Jesus begegnet den Pharisäern
Inhalt
Gedanken für deine Woche
Fünf Sätze aus der Predigt, die dich durch den Alltag begleiten. Klicke auf eine Karte, um sie zu teilen.
Wahrer Glaube beginnt im Herzen – nicht in äußerer Religiosität.
Heuchelei ist eine Form der Lüge. Als Christen leben wir die Wahrheit Gottes.
Gott widersteht dem Hochmut und schenkt Gnade der Demut.
Die Erkenntnis Jesu Christi ist wertvoller als alles, was wir je hatten.
Nur in der Offenheit für Jesus entdecken wir Gottes Plan für unser Leben.
Vertiefe das Wort in deiner Kleingruppe
Hier findest du einen beispielhaften Kleingruppen-Guide mit Fragen und Impulsen zu der Predigt. Verwende ihn gerne als Ergänzung zu deiner eigenen Vorbereitung und setze ihn so ein, dass er deine Kleingruppenzeit bereichert.
Phase 1: Ankommen
Einstieg & Icebreaker
- 01
Das Wort 'Pharisäer' wird oft negativ verwendet. Was fällt dir spontan ein, wenn du an 'religiöse Menschen' denkst?
- 02
Der Prediger sprach davon, dass manche gerne 'die ersten Plätze' einnehmen. Wo begegnet dir dieses Streben nach Anerkennung oder Status im Alltag (oder vielleicht auch in dir selbst)?
Phase 2: Deep Dive
Gesprächsfragen
Frank hat zwischen 'Religiosität' und 'lebendigem Glauben' unterschieden. Was bedeutet dieser Unterschied für dich persönlich?
Jesus nannte die Pharisäer 'Heuchler' und 'blinde Führer'. Welche Beispiele von Heuchelei im Alltag oder in der Kirche fallen dir ein, die dich besonders stören oder nachdenklich machen?
Die Bibel sagt in 1. Petrus 5,5: 'Gott widersteht den Hochmütigen, den Demütigen aber gibt er Gnade.' Was bedeutet dieser Vers für dein Leben und deinen Umgang mit anderen?
Jesus beschreibt sich selbst als 'sanftmütig und von Herzen demütig' (Matthäus 11,29). Wie verändert dieses Bild von Jesus unsere Vorstellung von Stärke und Führung?
Frank ermutigte uns, unser Leben und unsere Beziehungen neu an Christus auszurichten. Gibt es einen Bereich, in dem du aktuell das Gefühl hast, dass Gottes Werte dir einen 'Vorteil' bringen könnten, anstatt eine 'Einschränkung' zu sein?
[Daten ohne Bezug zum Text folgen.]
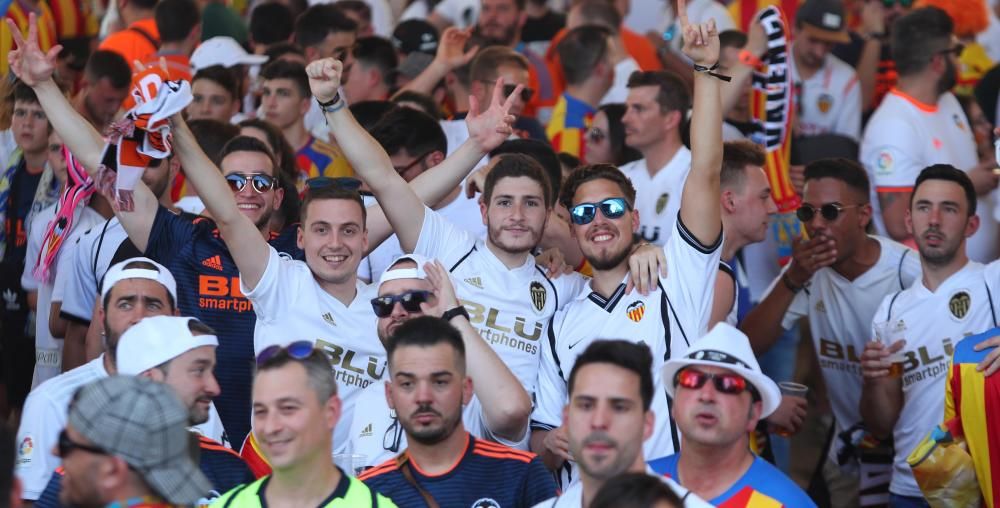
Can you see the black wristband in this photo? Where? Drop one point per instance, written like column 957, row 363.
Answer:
column 453, row 313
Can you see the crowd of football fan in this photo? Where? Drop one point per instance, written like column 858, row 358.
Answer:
column 499, row 253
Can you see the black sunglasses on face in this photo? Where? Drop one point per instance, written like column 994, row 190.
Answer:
column 829, row 211
column 65, row 446
column 261, row 183
column 410, row 301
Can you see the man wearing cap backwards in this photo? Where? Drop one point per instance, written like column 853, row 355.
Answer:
column 132, row 290
column 178, row 352
column 607, row 419
column 126, row 445
column 295, row 409
column 719, row 395
column 829, row 96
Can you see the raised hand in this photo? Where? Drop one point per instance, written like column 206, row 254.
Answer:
column 701, row 41
column 491, row 127
column 27, row 61
column 324, row 78
column 451, row 51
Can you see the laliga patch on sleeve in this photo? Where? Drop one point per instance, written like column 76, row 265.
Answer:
column 25, row 450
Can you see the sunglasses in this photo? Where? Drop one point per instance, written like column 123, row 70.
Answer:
column 410, row 301
column 65, row 446
column 299, row 350
column 261, row 183
column 595, row 135
column 526, row 93
column 829, row 211
column 730, row 384
column 344, row 182
column 611, row 208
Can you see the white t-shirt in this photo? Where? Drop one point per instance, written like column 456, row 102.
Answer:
column 48, row 350
column 508, row 307
column 376, row 433
column 903, row 137
column 668, row 320
column 461, row 13
column 573, row 496
column 840, row 313
column 934, row 322
column 290, row 305
column 830, row 100
column 658, row 197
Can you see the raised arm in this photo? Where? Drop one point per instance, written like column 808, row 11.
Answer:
column 244, row 239
column 700, row 211
column 35, row 69
column 406, row 213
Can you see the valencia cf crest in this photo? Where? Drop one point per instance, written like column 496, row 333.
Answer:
column 636, row 310
column 824, row 103
column 959, row 304
column 538, row 295
column 661, row 202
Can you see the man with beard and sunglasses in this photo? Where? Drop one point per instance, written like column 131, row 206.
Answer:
column 719, row 395
column 921, row 123
column 444, row 465
column 836, row 279
column 601, row 202
column 914, row 331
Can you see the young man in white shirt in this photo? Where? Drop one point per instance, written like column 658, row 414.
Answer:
column 600, row 199
column 920, row 123
column 954, row 298
column 837, row 279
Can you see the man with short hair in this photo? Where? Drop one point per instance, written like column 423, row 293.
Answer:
column 295, row 410
column 428, row 385
column 126, row 437
column 104, row 86
column 719, row 395
column 920, row 123
column 836, row 279
column 608, row 416
column 953, row 299
column 133, row 289
column 585, row 54
column 828, row 93
column 284, row 103
column 372, row 77
column 655, row 109
column 180, row 353
column 676, row 310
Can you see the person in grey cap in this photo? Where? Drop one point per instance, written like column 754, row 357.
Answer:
column 126, row 442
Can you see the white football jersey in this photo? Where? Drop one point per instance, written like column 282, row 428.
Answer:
column 830, row 100
column 933, row 323
column 668, row 320
column 905, row 136
column 840, row 313
column 508, row 307
column 290, row 305
column 658, row 197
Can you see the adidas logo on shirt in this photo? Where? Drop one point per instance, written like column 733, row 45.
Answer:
column 214, row 262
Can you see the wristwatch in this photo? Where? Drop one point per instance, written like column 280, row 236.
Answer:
column 457, row 311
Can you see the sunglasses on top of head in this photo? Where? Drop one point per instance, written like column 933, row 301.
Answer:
column 410, row 301
column 260, row 182
column 612, row 208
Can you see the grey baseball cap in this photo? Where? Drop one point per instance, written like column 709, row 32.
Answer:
column 145, row 424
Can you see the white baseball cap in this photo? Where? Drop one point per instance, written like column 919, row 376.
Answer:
column 405, row 273
column 156, row 340
column 118, row 273
column 224, row 51
column 728, row 348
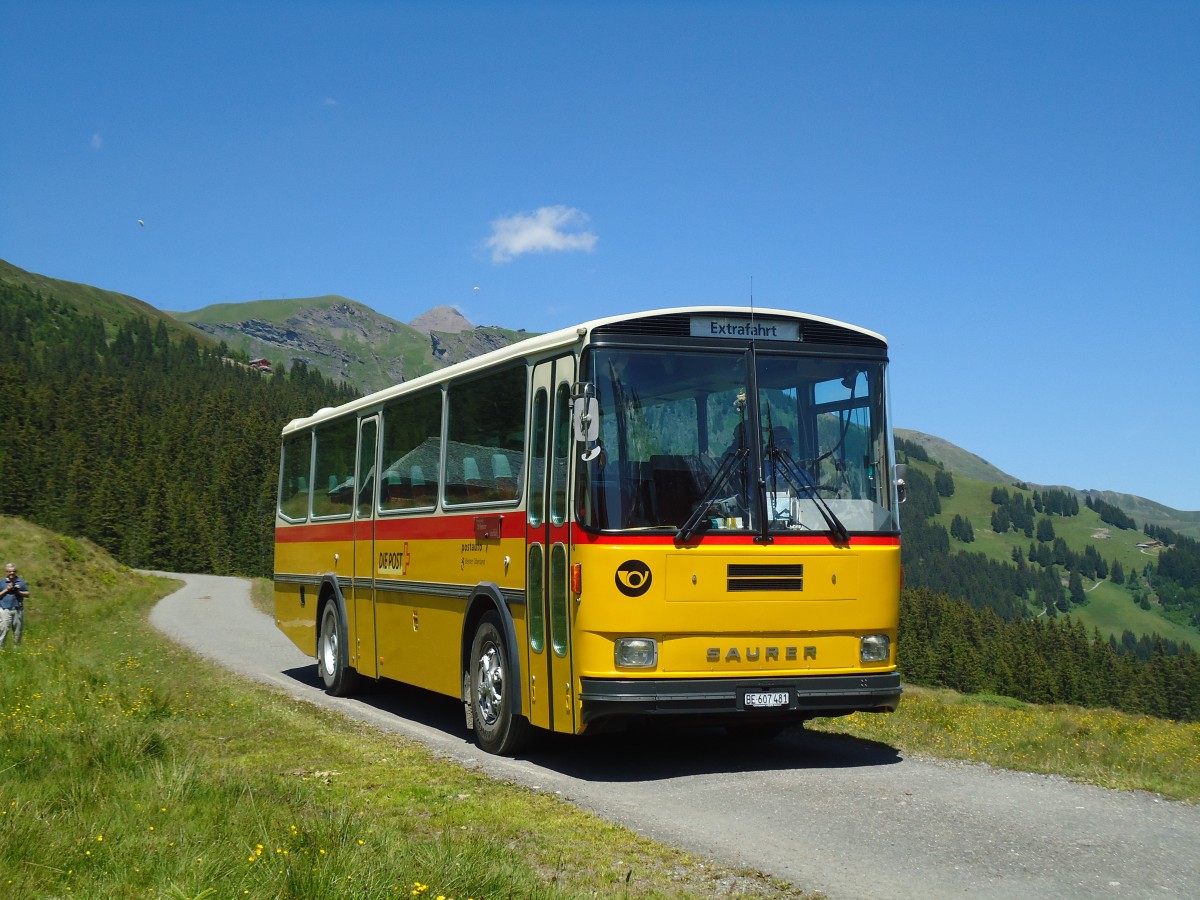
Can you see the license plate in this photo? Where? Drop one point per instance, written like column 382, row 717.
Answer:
column 767, row 699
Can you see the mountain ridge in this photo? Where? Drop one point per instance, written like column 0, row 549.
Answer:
column 348, row 341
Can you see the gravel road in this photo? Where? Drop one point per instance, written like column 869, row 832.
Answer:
column 846, row 817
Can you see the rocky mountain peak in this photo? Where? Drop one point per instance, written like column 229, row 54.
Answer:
column 441, row 318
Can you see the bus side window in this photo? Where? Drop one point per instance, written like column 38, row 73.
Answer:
column 485, row 438
column 412, row 445
column 335, row 456
column 294, row 475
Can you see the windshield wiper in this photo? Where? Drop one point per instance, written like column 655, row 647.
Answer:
column 802, row 481
column 729, row 465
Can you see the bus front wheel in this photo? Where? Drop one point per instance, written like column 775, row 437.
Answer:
column 339, row 677
column 499, row 729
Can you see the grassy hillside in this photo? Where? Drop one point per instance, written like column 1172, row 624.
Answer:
column 1110, row 607
column 277, row 311
column 341, row 339
column 114, row 309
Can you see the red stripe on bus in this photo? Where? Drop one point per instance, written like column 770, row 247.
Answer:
column 457, row 527
column 736, row 540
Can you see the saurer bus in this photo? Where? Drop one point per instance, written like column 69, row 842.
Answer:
column 685, row 513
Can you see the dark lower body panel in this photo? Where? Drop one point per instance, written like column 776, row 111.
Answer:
column 726, row 699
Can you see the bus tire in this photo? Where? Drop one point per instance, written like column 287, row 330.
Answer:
column 499, row 729
column 339, row 678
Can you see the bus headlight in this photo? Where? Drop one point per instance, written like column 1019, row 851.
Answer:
column 636, row 653
column 875, row 648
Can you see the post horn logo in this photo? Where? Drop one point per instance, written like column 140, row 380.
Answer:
column 633, row 577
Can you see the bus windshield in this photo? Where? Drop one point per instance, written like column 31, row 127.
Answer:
column 682, row 441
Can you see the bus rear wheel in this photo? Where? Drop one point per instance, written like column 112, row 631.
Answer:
column 499, row 729
column 339, row 678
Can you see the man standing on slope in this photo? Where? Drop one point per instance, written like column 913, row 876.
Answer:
column 12, row 606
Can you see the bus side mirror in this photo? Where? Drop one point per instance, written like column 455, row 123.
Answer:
column 901, row 487
column 587, row 426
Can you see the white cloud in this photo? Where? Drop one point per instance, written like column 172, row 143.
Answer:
column 550, row 229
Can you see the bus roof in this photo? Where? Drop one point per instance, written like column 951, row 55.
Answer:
column 551, row 341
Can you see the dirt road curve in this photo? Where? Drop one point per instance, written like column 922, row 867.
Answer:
column 846, row 817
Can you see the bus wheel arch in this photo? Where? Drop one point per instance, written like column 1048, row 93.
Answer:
column 492, row 676
column 333, row 645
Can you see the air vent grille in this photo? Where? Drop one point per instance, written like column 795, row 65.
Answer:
column 742, row 577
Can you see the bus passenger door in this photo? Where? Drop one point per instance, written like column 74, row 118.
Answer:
column 551, row 687
column 363, row 649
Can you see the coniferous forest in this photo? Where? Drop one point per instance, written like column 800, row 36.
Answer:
column 165, row 451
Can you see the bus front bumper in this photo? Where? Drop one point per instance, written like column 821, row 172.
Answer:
column 739, row 699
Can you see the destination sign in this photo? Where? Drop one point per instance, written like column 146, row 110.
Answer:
column 757, row 329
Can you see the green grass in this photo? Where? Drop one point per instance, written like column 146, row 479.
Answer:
column 1110, row 607
column 1101, row 747
column 131, row 768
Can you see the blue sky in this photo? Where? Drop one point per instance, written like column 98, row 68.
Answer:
column 1008, row 191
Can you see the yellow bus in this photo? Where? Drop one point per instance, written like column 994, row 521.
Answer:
column 685, row 513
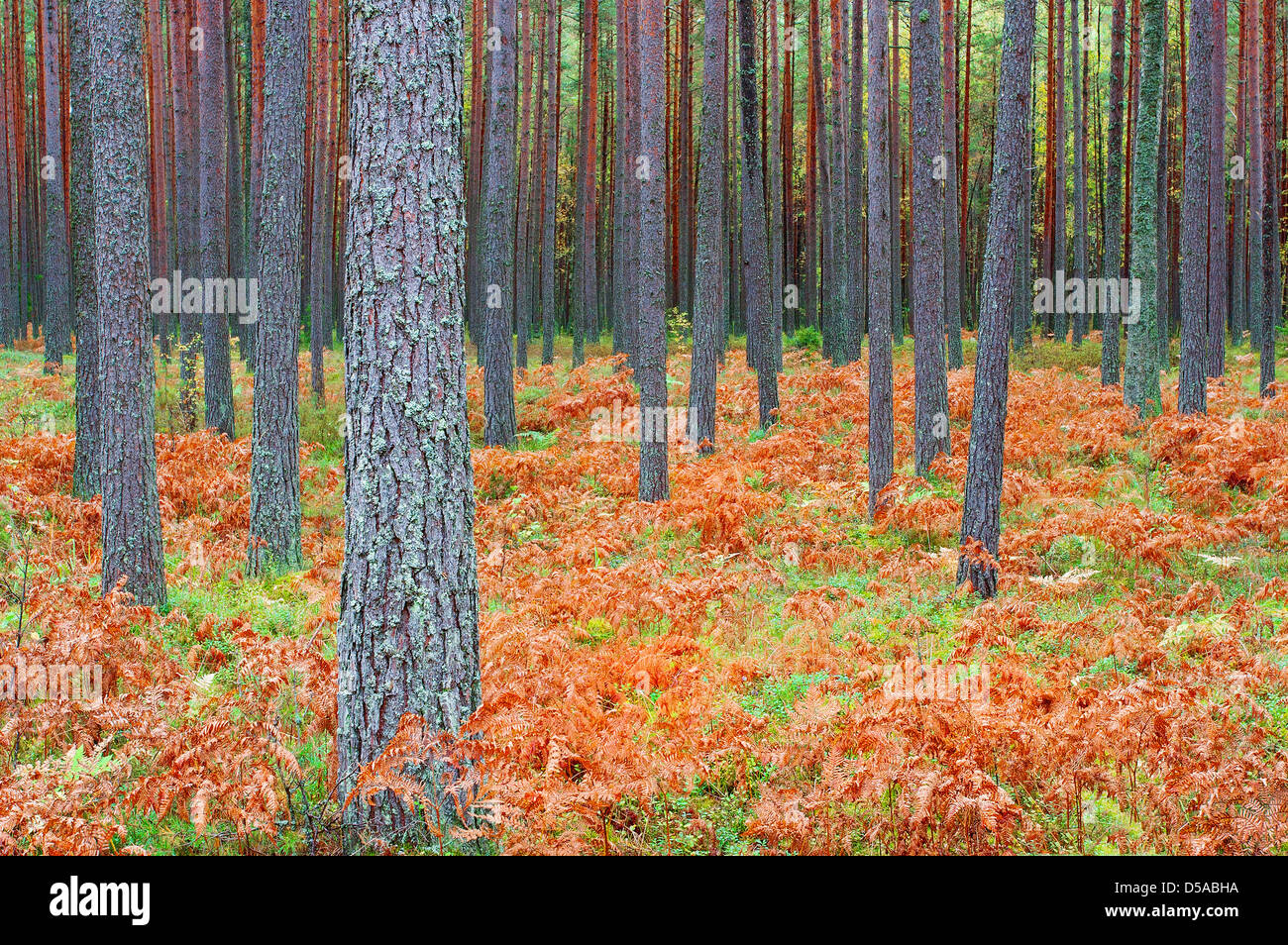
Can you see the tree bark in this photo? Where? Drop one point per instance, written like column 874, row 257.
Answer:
column 1192, row 394
column 708, row 267
column 407, row 641
column 952, row 213
column 1111, row 351
column 55, row 257
column 755, row 237
column 927, row 248
column 651, row 183
column 213, row 120
column 880, row 319
column 1140, row 385
column 274, row 472
column 983, row 499
column 132, row 514
column 89, row 396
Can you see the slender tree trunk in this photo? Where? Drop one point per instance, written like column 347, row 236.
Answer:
column 585, row 301
column 858, row 183
column 1192, row 394
column 1140, row 385
column 410, row 583
column 927, row 244
column 755, row 237
column 1271, row 291
column 952, row 213
column 1111, row 352
column 550, row 167
column 880, row 282
column 983, row 499
column 89, row 396
column 708, row 266
column 496, row 262
column 896, row 183
column 1219, row 248
column 651, row 181
column 213, row 120
column 320, row 227
column 132, row 512
column 274, row 471
column 55, row 259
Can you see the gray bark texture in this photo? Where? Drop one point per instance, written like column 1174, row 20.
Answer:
column 407, row 640
column 651, row 181
column 927, row 241
column 1192, row 394
column 214, row 210
column 1140, row 383
column 755, row 235
column 132, row 514
column 89, row 441
column 708, row 300
column 274, row 469
column 496, row 262
column 982, row 506
column 880, row 283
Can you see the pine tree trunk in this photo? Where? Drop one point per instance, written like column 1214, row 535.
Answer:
column 1219, row 249
column 274, row 472
column 496, row 262
column 896, row 183
column 1192, row 394
column 651, row 183
column 132, row 514
column 1080, row 167
column 755, row 237
column 1111, row 352
column 857, row 168
column 89, row 396
column 927, row 242
column 983, row 499
column 320, row 254
column 213, row 120
column 55, row 253
column 585, row 316
column 1270, row 274
column 880, row 282
column 1140, row 385
column 550, row 163
column 708, row 265
column 952, row 213
column 410, row 583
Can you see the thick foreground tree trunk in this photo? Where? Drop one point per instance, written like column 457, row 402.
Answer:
column 89, row 396
column 496, row 261
column 214, row 206
column 880, row 283
column 407, row 640
column 1192, row 394
column 274, row 469
column 708, row 300
column 132, row 515
column 651, row 180
column 927, row 241
column 755, row 237
column 1111, row 322
column 982, row 507
column 1140, row 382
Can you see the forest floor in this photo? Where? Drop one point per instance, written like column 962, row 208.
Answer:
column 738, row 670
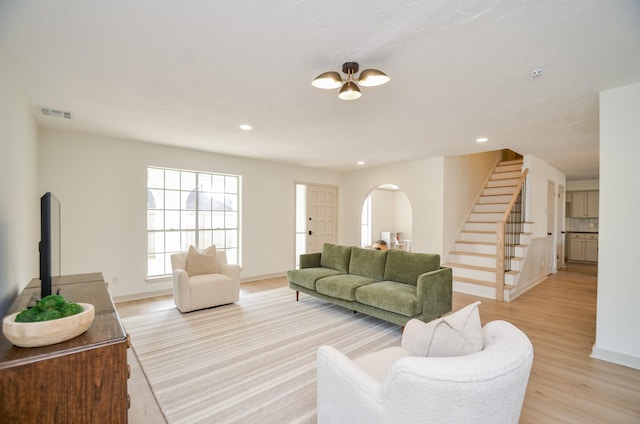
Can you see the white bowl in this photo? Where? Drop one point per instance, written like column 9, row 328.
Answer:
column 43, row 333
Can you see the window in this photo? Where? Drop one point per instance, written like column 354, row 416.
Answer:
column 365, row 223
column 190, row 208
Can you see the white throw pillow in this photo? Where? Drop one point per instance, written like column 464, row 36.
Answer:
column 457, row 334
column 202, row 263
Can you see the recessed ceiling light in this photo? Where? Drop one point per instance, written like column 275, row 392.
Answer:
column 536, row 72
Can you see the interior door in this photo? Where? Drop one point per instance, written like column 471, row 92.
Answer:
column 551, row 227
column 560, row 231
column 322, row 212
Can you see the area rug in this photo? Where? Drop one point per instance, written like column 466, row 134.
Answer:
column 250, row 362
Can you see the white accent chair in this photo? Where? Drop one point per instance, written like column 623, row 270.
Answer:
column 390, row 386
column 205, row 290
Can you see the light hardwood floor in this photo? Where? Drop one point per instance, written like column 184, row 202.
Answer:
column 558, row 315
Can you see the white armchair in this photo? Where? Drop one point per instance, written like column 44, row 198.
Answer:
column 204, row 290
column 390, row 386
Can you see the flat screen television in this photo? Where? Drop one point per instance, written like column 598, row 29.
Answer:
column 50, row 242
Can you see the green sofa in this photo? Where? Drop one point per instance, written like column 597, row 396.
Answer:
column 392, row 285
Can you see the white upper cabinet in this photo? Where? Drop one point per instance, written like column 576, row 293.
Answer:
column 585, row 204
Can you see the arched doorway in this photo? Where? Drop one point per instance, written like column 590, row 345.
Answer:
column 387, row 215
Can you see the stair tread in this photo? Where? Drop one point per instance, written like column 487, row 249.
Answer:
column 477, row 231
column 476, row 267
column 482, row 255
column 481, row 282
column 487, row 243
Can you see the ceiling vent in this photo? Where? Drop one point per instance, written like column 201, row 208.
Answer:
column 55, row 113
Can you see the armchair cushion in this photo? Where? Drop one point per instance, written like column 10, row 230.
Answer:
column 457, row 334
column 202, row 263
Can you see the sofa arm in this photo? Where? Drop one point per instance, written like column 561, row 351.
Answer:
column 346, row 394
column 181, row 290
column 434, row 291
column 310, row 260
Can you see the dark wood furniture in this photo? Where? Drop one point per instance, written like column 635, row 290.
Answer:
column 82, row 380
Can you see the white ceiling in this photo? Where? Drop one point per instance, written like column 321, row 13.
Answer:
column 188, row 73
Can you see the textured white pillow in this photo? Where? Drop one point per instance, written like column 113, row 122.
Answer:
column 457, row 334
column 202, row 263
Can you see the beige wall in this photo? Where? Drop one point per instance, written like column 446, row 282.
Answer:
column 421, row 181
column 19, row 196
column 101, row 184
column 618, row 314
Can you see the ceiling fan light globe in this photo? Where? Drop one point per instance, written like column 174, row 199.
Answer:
column 349, row 91
column 372, row 78
column 327, row 80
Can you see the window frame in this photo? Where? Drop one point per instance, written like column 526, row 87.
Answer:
column 188, row 207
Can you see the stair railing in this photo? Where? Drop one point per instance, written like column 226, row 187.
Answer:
column 508, row 233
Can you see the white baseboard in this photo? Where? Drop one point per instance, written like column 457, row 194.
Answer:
column 262, row 277
column 145, row 295
column 616, row 357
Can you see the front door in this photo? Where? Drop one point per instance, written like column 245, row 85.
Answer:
column 321, row 216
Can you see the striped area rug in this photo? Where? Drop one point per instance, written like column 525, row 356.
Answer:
column 250, row 362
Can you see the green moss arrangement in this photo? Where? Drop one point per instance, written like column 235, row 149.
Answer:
column 49, row 308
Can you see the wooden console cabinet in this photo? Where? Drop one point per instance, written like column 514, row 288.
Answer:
column 82, row 380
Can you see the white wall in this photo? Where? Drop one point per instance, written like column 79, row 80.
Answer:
column 421, row 181
column 101, row 184
column 537, row 210
column 618, row 314
column 390, row 211
column 582, row 185
column 403, row 214
column 464, row 178
column 382, row 213
column 19, row 196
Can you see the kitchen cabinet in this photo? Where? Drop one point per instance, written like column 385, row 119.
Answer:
column 583, row 247
column 585, row 204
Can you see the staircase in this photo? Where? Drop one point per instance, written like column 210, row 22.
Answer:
column 474, row 258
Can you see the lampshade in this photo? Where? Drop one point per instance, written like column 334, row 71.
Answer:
column 327, row 80
column 372, row 78
column 349, row 91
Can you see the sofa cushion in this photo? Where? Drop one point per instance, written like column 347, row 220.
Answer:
column 406, row 267
column 390, row 296
column 457, row 334
column 342, row 286
column 202, row 263
column 307, row 277
column 335, row 257
column 368, row 262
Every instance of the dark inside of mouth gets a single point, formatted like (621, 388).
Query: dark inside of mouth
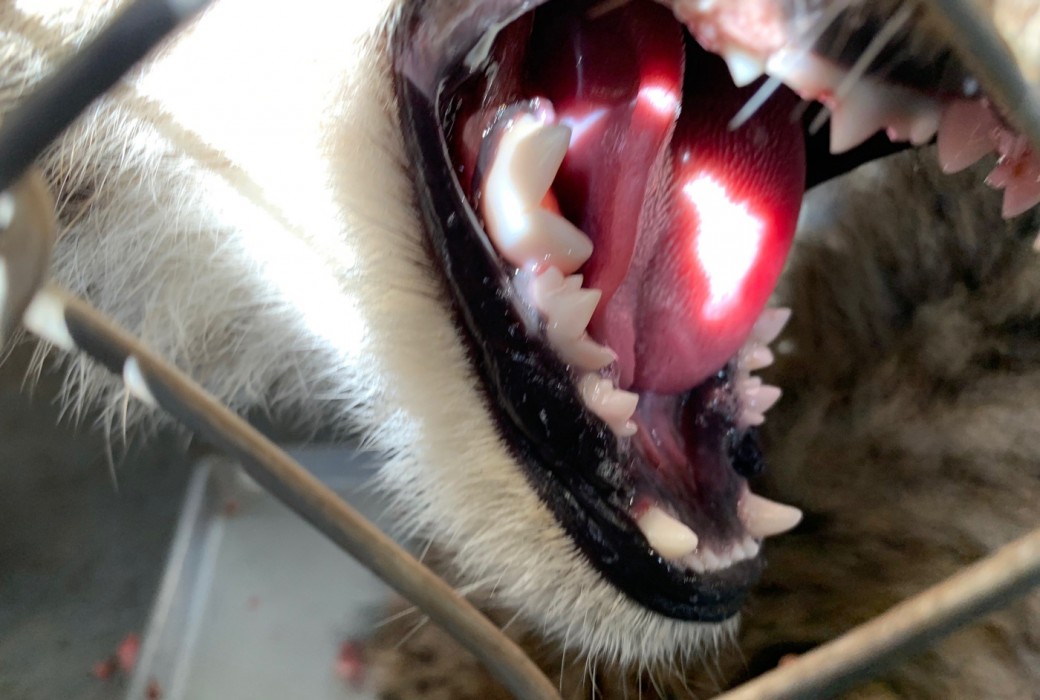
(692, 452)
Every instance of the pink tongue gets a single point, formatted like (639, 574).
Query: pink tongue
(692, 222)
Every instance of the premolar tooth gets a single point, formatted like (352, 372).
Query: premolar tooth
(770, 325)
(763, 518)
(612, 405)
(525, 163)
(965, 134)
(670, 538)
(587, 354)
(571, 313)
(744, 68)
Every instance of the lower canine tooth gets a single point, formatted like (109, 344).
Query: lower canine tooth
(669, 537)
(570, 313)
(763, 518)
(613, 406)
(525, 163)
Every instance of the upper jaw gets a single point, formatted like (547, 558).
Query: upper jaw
(574, 451)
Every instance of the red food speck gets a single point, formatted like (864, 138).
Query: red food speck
(126, 653)
(351, 664)
(106, 669)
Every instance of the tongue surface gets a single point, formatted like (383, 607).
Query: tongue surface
(691, 221)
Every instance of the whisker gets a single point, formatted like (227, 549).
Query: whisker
(873, 50)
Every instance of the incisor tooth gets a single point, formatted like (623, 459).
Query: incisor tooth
(758, 357)
(965, 130)
(770, 325)
(860, 114)
(670, 538)
(763, 398)
(763, 518)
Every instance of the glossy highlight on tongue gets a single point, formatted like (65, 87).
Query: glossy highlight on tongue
(691, 221)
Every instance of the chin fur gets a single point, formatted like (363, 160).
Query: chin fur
(249, 214)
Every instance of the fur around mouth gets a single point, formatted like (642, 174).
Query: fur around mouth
(612, 236)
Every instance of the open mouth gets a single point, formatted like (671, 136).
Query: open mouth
(612, 189)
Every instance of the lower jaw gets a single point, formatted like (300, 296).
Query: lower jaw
(533, 397)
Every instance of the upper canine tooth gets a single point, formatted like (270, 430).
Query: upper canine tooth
(538, 150)
(670, 538)
(525, 163)
(763, 518)
(965, 130)
(745, 68)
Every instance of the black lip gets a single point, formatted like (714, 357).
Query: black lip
(572, 464)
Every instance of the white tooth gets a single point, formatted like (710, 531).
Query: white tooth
(571, 313)
(711, 562)
(574, 282)
(915, 123)
(744, 67)
(751, 418)
(554, 239)
(926, 126)
(763, 518)
(804, 73)
(964, 134)
(670, 538)
(860, 114)
(524, 166)
(757, 357)
(613, 406)
(586, 354)
(538, 152)
(762, 398)
(770, 325)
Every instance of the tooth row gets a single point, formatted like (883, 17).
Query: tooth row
(527, 158)
(969, 131)
(966, 130)
(669, 538)
(568, 309)
(540, 241)
(761, 518)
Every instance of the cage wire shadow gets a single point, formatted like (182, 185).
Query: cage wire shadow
(27, 231)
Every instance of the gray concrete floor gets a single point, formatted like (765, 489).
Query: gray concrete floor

Die Beispiele von Nikodemus und Paulus zeigen, wie religiöse Menschen zu einem lebendigen Glauben finden konnten. Was können wir von ihren Geschichten lernen, wenn es darum geht, sich Jesus wirklich zu öffnen?
Phase 3: Umsetzung
Anwendung im Alltag
Nimm dir diese Woche bewusst Zeit, Matthäus 11,29 ('Kommt her zu mir alle, die ihr mühselig und beladen seid; ich will euch Ruhe geben. Nehmt auf euch mein Joch und lernt von mir; denn ich bin sanftmütig und von Herzen demütig; so werdet ihr Ruhe finden für eure Seelen.') auswendig zu lernen und darüber nachzudenken, was es für dich bedeutet.
Beobachte in dieser Woche Situationen, in denen du oder andere versucht sein könnten, hochmütig oder überheblich zu reagieren. Bitte Gott um seine Hilfe, um in solchen Momenten Demut zu zeigen.
Überlege, welcher deiner aktuellen Werte oder eine Gewohnheit möglicherweise nicht ganz mit Gottes Werten übereinstimmt. Wähle eine kleine, konkrete Sache, die du in den nächsten Tagen ändern möchtest, um dich Christus mehr anzugleichen.
Abschluss
Gemeinsames Gebet
Herr Jesus, wir bitten dich um deine Hilfe, dass wir einen lebendigen Glauben haben und nicht nur in Religiosität verharren. Schenke uns offene Herzen für deine Wahrheit.
Vater im Himmel, wir möchten demütig vor dir und anderen sein. Vergib uns, wo wir hochmütig oder heuchlerisch waren, und befreie uns von allem, was dich nicht ehrt.
Heiliger Geist, lehre uns mehr von der Sanftmut und Demut Jesu. Zeige uns, wie wir unser Leben so gestalten können, dass es deine Werte widerspiegelt und anderen ein Segen ist.